The Price City Council voted on Thursday morning to approve two new city ordinances regarding fireworks within the city limits. In doing so they repealed the old ordinance which had stood in place for years.
The new ordinances gives a great deal more leeway to the city's fire chief on what he or she can designate as unsafe conditions.
The two ordinances follow Governor Gary Herbert's suggestions that cities and towns look to the new ordinances that originated with the Utah League of Cities and Towns for control of fireworks and open fires.
Under the new ordinances two things are very clear:
First, at no time shall anyone set off fireworks within 150 feet of an undeveloped piece or property or within 150 feet of any urban-wildland interface (basically the edge of town).
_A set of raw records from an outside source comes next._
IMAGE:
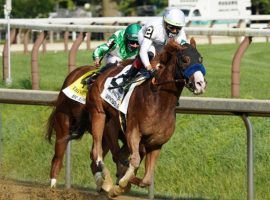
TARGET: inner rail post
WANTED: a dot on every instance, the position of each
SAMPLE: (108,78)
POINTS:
(250,152)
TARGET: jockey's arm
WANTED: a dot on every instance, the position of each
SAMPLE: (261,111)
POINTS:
(145,46)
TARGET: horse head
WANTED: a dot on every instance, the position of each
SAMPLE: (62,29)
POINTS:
(187,65)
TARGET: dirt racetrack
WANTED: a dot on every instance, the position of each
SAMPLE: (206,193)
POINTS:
(14,190)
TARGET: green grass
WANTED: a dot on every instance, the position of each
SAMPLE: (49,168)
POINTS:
(205,158)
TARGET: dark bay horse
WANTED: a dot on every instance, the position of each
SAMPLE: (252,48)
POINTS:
(65,119)
(151,112)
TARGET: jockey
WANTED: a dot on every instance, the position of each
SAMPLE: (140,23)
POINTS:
(152,38)
(122,45)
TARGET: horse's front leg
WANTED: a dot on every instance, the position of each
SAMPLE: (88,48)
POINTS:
(150,161)
(98,122)
(133,140)
(61,131)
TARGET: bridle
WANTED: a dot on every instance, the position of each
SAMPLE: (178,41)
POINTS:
(183,70)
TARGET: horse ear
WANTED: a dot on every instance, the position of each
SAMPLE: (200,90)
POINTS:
(193,42)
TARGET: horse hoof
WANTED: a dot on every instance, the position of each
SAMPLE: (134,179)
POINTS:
(115,191)
(53,183)
(99,181)
(144,184)
(127,188)
(135,181)
(108,183)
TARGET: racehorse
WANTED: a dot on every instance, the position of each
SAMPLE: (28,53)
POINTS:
(65,119)
(150,120)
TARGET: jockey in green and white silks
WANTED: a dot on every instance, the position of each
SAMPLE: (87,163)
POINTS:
(122,45)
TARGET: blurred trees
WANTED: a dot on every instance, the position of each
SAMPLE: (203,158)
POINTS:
(128,7)
(29,8)
(42,8)
(260,6)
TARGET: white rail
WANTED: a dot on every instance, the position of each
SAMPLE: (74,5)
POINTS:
(110,28)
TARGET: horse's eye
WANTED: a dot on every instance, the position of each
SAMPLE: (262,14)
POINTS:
(186,59)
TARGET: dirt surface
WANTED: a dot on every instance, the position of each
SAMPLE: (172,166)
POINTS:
(14,190)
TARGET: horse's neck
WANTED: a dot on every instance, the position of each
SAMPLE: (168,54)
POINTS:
(166,94)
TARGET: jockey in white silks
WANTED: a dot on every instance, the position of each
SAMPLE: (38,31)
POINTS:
(153,36)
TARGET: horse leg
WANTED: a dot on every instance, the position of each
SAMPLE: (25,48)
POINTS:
(133,142)
(62,130)
(98,123)
(150,160)
(103,179)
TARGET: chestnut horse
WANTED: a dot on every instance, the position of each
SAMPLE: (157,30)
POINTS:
(151,114)
(65,120)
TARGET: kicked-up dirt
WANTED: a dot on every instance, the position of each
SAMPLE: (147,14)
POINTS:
(14,190)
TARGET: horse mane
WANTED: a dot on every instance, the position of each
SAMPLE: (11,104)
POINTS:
(126,62)
(169,52)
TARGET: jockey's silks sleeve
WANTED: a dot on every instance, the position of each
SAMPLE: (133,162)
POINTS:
(145,46)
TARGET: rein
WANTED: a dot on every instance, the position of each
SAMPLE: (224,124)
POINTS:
(170,81)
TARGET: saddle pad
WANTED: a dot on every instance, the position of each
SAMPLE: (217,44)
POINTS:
(116,97)
(77,91)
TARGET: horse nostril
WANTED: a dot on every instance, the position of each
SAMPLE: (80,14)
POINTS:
(199,83)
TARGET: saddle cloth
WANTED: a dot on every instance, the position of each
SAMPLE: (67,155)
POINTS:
(116,96)
(77,90)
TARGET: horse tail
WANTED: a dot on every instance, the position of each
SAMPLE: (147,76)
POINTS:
(81,127)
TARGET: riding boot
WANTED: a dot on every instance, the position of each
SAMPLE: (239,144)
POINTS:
(130,74)
(94,76)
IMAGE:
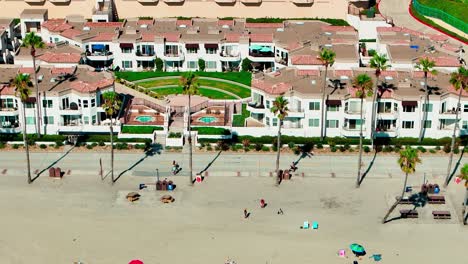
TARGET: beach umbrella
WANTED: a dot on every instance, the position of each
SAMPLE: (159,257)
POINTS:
(357,249)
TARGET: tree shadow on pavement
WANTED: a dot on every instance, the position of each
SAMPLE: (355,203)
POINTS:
(52,164)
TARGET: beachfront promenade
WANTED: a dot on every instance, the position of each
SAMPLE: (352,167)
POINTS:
(82,218)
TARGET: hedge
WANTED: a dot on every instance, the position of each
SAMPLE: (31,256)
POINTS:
(141,129)
(211,131)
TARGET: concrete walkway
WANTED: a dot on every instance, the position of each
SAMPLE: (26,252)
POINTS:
(398,11)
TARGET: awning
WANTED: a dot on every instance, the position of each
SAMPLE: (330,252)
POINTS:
(98,46)
(126,45)
(191,45)
(409,103)
(211,46)
(333,102)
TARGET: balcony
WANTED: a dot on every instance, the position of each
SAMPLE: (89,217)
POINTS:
(173,56)
(99,56)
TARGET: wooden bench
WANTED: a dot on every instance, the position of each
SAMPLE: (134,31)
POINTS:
(441,215)
(406,213)
(436,199)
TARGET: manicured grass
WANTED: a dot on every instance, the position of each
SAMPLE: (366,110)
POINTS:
(240,77)
(229,87)
(456,8)
(239,120)
(203,92)
(140,129)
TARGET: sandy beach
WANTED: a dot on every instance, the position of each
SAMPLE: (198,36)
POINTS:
(80,218)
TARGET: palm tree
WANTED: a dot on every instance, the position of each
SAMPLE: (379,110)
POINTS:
(464,176)
(327,57)
(190,84)
(22,82)
(33,41)
(427,66)
(280,109)
(364,85)
(111,107)
(459,80)
(379,63)
(407,161)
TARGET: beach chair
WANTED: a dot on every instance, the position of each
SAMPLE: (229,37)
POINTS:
(315,225)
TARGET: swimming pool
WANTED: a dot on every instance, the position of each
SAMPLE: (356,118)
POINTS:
(144,119)
(208,119)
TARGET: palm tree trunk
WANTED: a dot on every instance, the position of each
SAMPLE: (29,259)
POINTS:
(278,146)
(26,146)
(38,102)
(397,201)
(421,131)
(322,119)
(358,179)
(374,109)
(452,145)
(112,151)
(190,143)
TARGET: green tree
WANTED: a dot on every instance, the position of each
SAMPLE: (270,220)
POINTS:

Second, the fire chief can designate what areas anywhere in town where fireworks cannot be lit. He or she could designate parts of town or possibly even the entire town for a certain period of time.
The key note in the ordinance is that it follows Utah Law in allowing fireworks, and under that people can set them off in the non specified areas, as long as the area hasn't been designated by the chief as an area where they can be used. In other words if there is no one saying no, it is a yes.
The morning meeting took a little over one half hour to get the ordinances passed, but two hours of discussion on the matter took place on Wednesday night during the regular council meeting that was held.
The vote on the ordinances was a 3-2 vote, with Rick Davis and Kathy Smith voting against the new rules.
"I just thought there should be at total ban for this year," said Smith after the meeting. "I just think by watching what we are going through right now shows that for this year we should not allow fireworks. I wanted us to follow what the county did and others."
The two ordinances take effect basically immediately, although some parts are not applicable until July 1, 2012.
The Sun Advocate tried to contact Price Fire Chief Paul Bedont concerning his feeling about the new ordinance, but he was unavailable for comment at the time.